Much of my research has focused around cinder cone volcanoes - I have studied their storage and eruptive processes, have exploited their mafic magmas to study mantle processes, and worked with a number of Middlebury College students to study their eruptive behavior. As a continuation of my work, my colleague, Dr. Megan Newcombe (University of Maryland) and I have received NSF funding for our proposed work titled, “How variable is magma decompression rate during a single eruption?” This funded project will allow us to explore the connections between ascent rate and explosivity of mafic arc magmas through a case study of the eruption of Cinder Cone.

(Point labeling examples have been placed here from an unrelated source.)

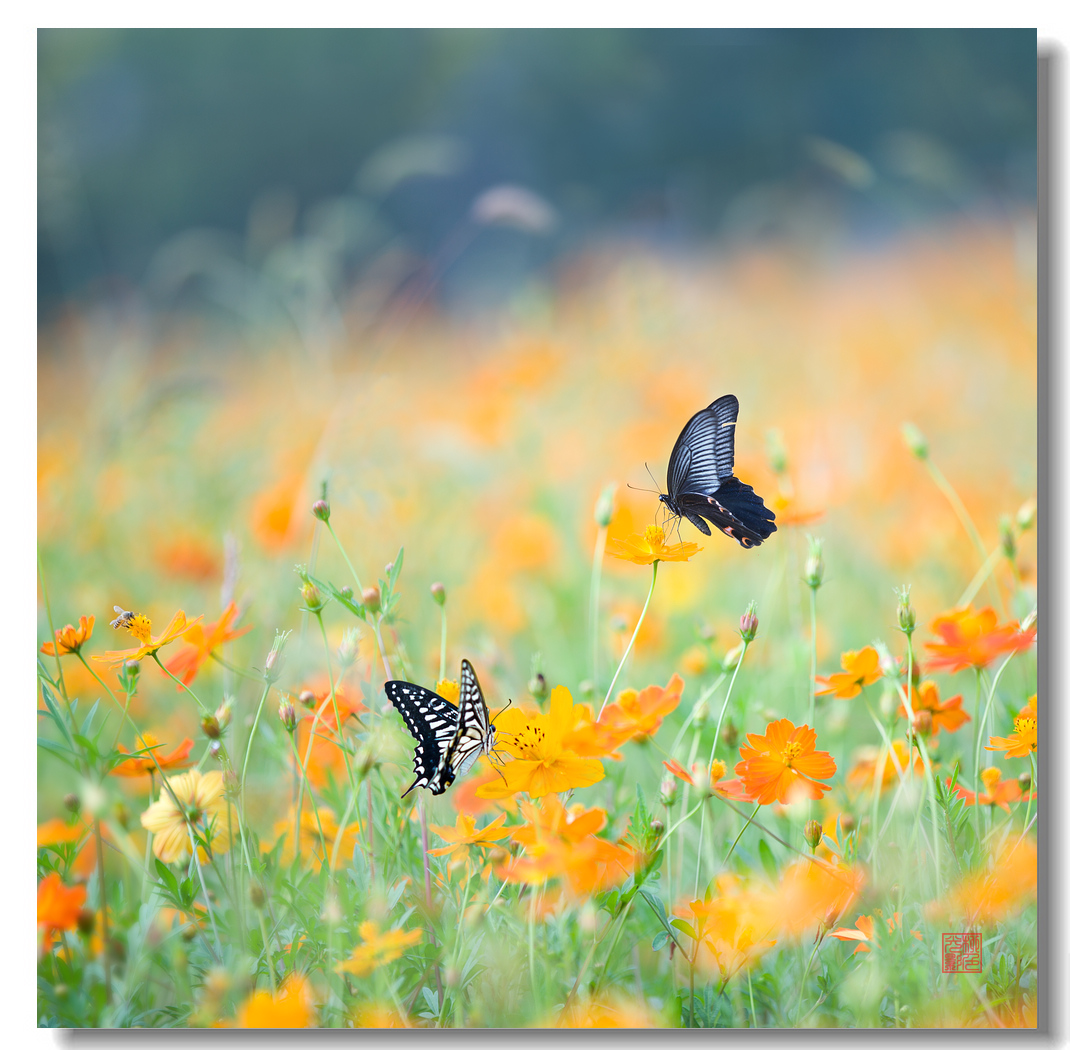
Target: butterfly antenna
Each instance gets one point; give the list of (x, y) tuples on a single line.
[(653, 478)]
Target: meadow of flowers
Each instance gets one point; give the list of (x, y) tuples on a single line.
[(733, 788)]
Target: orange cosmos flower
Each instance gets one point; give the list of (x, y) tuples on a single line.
[(865, 773), (541, 762), (141, 764), (974, 639), (864, 930), (70, 639), (945, 715), (291, 1007), (311, 846), (58, 906), (201, 640), (782, 765), (730, 789), (377, 948), (650, 547), (464, 835), (859, 669), (1023, 741), (564, 843), (995, 894), (996, 792), (140, 628), (201, 807), (631, 716)]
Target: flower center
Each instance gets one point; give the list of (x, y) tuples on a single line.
[(140, 627), (792, 750)]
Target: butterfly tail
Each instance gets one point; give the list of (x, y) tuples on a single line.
[(747, 505)]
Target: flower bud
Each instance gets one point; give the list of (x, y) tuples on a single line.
[(915, 441), (273, 664), (1007, 541), (310, 595), (668, 791), (904, 611), (748, 623), (813, 572), (604, 508), (812, 833), (370, 599), (732, 657)]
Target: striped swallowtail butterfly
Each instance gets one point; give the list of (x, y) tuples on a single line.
[(701, 483), (448, 739)]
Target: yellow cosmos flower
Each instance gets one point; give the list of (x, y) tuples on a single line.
[(201, 807), (378, 948), (291, 1007), (140, 627), (541, 763), (650, 547)]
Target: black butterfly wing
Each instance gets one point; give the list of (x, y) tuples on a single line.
[(735, 508), (704, 454), (432, 723), (474, 733)]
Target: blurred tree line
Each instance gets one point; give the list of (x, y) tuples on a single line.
[(387, 137)]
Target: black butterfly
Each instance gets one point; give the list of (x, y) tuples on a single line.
[(701, 483), (448, 739)]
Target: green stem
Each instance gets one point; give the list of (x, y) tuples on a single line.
[(596, 568), (639, 624)]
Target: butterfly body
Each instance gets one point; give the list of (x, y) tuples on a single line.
[(701, 483), (448, 739)]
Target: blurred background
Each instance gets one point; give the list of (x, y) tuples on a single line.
[(470, 278)]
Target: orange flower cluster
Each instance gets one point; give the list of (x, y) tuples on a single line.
[(859, 669), (864, 931), (996, 792), (992, 895), (201, 641), (1023, 741), (631, 716), (947, 714), (376, 949), (290, 1007), (971, 638), (141, 764), (783, 765), (563, 842), (543, 761), (70, 639)]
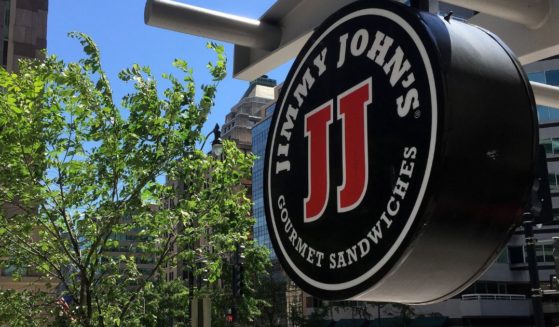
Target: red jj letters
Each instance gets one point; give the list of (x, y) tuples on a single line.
[(352, 111)]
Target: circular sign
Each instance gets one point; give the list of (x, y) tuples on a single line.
[(352, 149)]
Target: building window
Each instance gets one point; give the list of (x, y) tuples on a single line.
[(516, 255), (519, 255)]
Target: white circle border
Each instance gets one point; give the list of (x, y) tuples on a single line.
[(434, 106)]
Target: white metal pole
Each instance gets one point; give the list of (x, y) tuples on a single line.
[(546, 95), (531, 13), (212, 24)]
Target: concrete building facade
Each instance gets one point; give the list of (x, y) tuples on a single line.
[(23, 28), (23, 32)]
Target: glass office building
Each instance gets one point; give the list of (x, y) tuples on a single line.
[(259, 139)]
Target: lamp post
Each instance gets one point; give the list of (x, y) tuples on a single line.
[(217, 143), (533, 270), (200, 321)]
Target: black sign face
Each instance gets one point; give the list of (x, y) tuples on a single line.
[(350, 151)]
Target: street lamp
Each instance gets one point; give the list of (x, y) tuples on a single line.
[(217, 144)]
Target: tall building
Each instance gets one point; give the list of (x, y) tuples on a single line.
[(259, 140), (23, 28), (247, 112)]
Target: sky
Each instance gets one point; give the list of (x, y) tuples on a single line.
[(117, 26)]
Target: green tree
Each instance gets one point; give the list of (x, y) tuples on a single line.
[(79, 170)]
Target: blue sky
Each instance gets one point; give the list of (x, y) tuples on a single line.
[(118, 28)]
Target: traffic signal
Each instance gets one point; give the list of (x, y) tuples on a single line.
[(237, 280), (540, 197)]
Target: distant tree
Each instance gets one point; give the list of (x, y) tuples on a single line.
[(81, 169)]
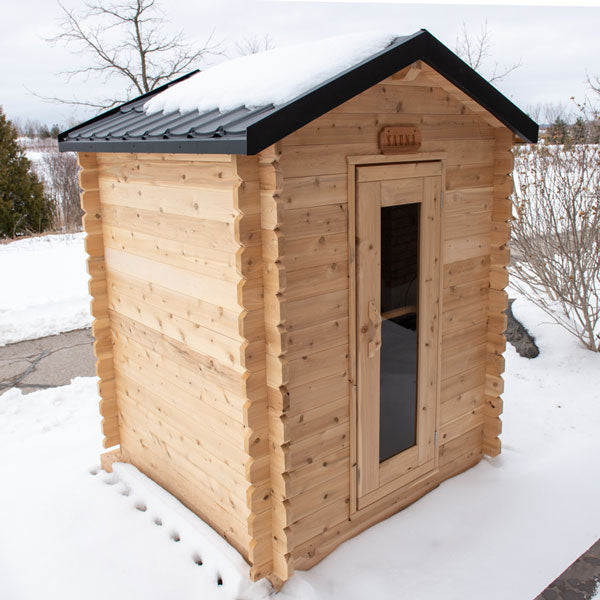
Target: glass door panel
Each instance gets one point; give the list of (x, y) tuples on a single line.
[(399, 306)]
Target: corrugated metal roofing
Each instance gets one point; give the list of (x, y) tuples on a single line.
[(128, 128)]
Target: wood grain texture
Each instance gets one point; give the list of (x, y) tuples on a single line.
[(97, 285), (223, 283)]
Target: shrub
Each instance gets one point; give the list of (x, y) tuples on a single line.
[(24, 208), (556, 234)]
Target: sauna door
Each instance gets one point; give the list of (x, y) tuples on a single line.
[(397, 288)]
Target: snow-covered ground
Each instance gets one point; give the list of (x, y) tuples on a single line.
[(502, 530), (43, 287)]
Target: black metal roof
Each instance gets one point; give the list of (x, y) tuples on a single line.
[(127, 128)]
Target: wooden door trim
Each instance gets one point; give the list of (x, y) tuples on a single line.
[(353, 163), (384, 159)]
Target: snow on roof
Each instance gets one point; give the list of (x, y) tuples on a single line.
[(271, 77)]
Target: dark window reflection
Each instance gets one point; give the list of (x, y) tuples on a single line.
[(399, 306)]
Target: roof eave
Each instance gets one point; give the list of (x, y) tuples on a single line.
[(420, 46), (169, 146)]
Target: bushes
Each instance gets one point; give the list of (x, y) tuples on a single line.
[(556, 234), (60, 171), (24, 208)]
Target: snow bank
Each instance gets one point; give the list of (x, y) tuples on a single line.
[(44, 287), (271, 77), (72, 531)]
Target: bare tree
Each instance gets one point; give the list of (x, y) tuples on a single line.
[(556, 235), (476, 51), (59, 171), (129, 41), (255, 44)]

At present, WWU undergraduate students Amanda Florea and Shae Fairchild are both focusing their independent research projects on determining magmatic ascent process and rates through bubble size distribution analyses.

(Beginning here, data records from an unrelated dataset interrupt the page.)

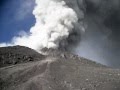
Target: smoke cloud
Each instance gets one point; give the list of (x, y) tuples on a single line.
[(54, 27)]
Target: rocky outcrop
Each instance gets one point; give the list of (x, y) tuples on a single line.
[(58, 71)]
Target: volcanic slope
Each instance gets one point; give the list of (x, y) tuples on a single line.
[(56, 71)]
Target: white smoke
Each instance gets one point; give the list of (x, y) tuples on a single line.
[(54, 23)]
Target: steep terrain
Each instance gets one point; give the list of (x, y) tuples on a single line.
[(56, 71)]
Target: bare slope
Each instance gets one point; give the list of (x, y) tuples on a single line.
[(58, 71)]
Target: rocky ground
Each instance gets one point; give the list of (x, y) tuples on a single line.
[(56, 71)]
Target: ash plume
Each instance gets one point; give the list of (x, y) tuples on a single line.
[(54, 27)]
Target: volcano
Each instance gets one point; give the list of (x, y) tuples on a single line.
[(22, 68)]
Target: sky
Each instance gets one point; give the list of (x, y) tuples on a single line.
[(15, 16)]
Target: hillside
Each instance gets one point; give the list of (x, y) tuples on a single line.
[(56, 71)]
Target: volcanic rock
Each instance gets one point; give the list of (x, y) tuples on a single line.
[(56, 71)]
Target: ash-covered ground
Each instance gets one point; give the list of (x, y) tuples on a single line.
[(22, 68)]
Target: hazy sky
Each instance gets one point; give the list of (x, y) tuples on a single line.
[(15, 16)]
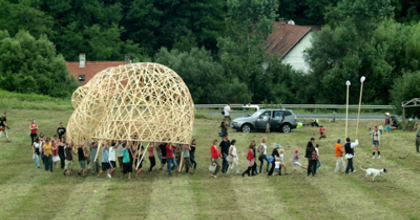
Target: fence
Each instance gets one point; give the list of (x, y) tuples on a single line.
[(301, 106)]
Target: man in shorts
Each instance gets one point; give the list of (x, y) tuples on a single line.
[(82, 161), (111, 158), (227, 112), (105, 159), (93, 147), (3, 126), (296, 163), (162, 147), (69, 160)]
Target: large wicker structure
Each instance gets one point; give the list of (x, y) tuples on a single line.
[(139, 102)]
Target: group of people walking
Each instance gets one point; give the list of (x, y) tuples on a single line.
[(58, 152), (227, 152)]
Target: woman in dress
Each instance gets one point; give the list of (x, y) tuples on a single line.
[(250, 161), (56, 158), (61, 146), (233, 157), (36, 149), (151, 156), (33, 128)]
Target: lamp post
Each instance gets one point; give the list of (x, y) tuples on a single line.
[(362, 79), (347, 106)]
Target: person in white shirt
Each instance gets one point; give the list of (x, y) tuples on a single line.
[(233, 158), (349, 148), (227, 112), (277, 166), (111, 159), (282, 163), (120, 155), (263, 154)]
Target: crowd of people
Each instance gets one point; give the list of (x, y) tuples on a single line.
[(56, 152)]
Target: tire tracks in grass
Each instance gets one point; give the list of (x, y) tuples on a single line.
[(215, 198), (85, 200), (293, 189), (15, 191), (249, 200), (126, 199), (171, 198), (343, 194)]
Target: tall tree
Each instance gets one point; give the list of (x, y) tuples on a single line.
[(32, 65), (348, 51), (156, 23), (249, 23), (203, 76)]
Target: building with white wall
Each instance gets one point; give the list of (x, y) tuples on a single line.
[(290, 41)]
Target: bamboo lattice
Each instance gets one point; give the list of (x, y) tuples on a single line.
[(138, 102)]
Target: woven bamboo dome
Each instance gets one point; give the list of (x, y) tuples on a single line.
[(138, 102)]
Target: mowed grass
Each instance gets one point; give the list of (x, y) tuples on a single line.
[(31, 193)]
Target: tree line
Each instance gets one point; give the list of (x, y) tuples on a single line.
[(216, 46)]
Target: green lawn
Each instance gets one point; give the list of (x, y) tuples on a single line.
[(31, 193)]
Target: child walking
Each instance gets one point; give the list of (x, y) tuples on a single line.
[(127, 168), (296, 161), (277, 167), (82, 161), (282, 163)]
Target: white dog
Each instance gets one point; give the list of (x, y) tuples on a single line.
[(373, 172)]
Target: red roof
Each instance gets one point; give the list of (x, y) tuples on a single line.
[(90, 69), (284, 38)]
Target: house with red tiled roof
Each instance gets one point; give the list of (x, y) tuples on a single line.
[(84, 71), (290, 41)]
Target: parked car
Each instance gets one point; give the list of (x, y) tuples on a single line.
[(280, 120)]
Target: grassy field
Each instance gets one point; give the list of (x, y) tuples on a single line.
[(31, 193)]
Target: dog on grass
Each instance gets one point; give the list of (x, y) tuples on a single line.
[(373, 172)]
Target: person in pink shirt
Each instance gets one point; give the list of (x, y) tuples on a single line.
[(250, 161), (215, 154), (151, 156), (322, 133)]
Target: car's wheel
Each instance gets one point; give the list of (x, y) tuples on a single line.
[(286, 128), (246, 128)]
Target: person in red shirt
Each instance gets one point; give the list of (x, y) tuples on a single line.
[(170, 158), (34, 131), (250, 160), (215, 154), (322, 132)]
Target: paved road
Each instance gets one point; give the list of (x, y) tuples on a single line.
[(319, 116)]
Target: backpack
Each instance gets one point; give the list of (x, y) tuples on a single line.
[(314, 155)]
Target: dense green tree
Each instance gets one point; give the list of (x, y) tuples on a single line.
[(32, 65), (349, 51), (406, 88), (249, 23), (157, 23), (203, 76), (21, 16)]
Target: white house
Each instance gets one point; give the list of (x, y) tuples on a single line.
[(290, 41)]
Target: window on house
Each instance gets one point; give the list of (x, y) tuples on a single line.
[(81, 78)]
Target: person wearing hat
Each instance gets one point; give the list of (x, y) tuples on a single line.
[(310, 149), (275, 154), (388, 122), (296, 161), (349, 147), (61, 131), (417, 128), (3, 126), (227, 112), (322, 132), (224, 128), (339, 155)]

Mafic magma storage and evolution
Much of my research with Middlebury College geology students focused on cinder cone magmatism in the southern Cascades – specifically, utilizing the major and trace element composition of olivine and pyroxene to determine pre-eruptive storage, evolution, and ascent timescales.
The combined thesis research of Sophie Leiter, who utilzied petrography, bulk geochemistry, and geobarometric techniques, and Andrew Hollyday, who collected core-rim trace element data (SEM and LA-ICP-MS) and performed trace element diffusion modeling, was recently published in the journal Contributions to Mineralogy and Petrology. Their work was combined to infer the magmatic evolution and storage depths of CPX-bearing cinder cone magmas, estimate ascent rates, and interrogate the potential for TE diffusion modelling in CPX.

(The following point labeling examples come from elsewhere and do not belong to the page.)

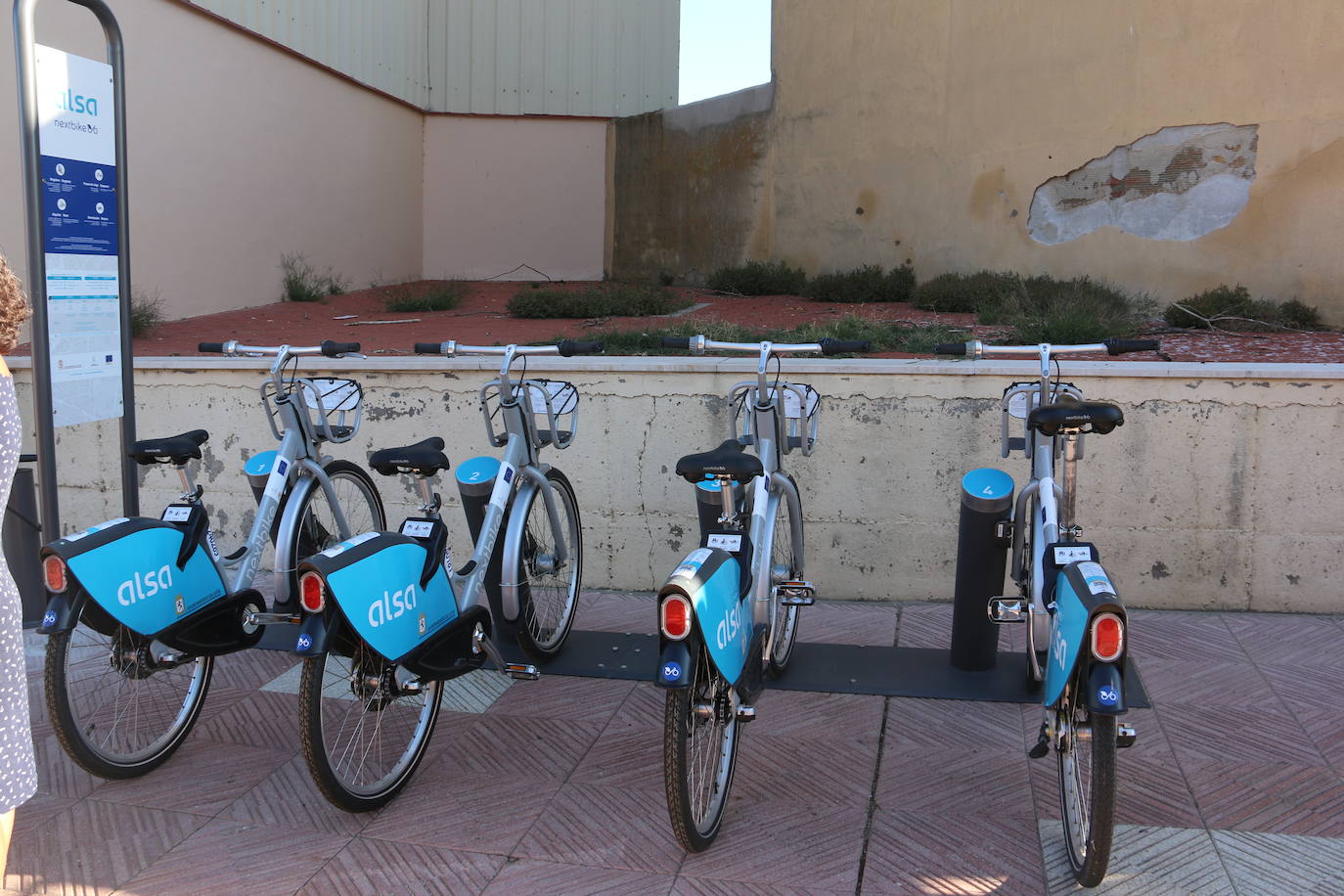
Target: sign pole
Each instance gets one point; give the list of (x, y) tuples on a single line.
[(43, 405)]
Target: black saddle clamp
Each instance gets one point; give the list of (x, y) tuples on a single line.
[(424, 458)]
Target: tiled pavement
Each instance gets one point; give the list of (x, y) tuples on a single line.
[(1235, 784)]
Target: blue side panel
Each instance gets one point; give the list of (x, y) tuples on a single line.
[(136, 579), (381, 598), (1066, 639)]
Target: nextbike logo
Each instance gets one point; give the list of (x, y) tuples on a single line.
[(144, 586), (391, 606), (71, 101)]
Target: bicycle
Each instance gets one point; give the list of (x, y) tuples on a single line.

Volatile recycling in the Cascade Arc
In subduction zones, the mantle is thought to be fluxed by fluids and/or melts derived from the downgoing plate, which lower the mantle solidus, producing melts that rise through the continental crust and form arc volcanoes. However, beneath the Cascade Arc subducts some of the youngest, and consequently warmest oceanic crust globally, raising questions about the role of slab dehydration and melting and melt production in the mantle wedge. To address this, I have focused much of my work on utilizing the compositions of olivine-hosted melt inclusions from primitive basalts in the Lassen Region (southermost active segment) of the Cascade Arc. By measuring the volatile (H2O, CO2, Cl, S, and F), major element, trace element, and stable isotopes (δD, δ11B, and δ18O) compositions of these melt inclusions, we hope to better understand the processes that govern how magma forms beneath the Cascades.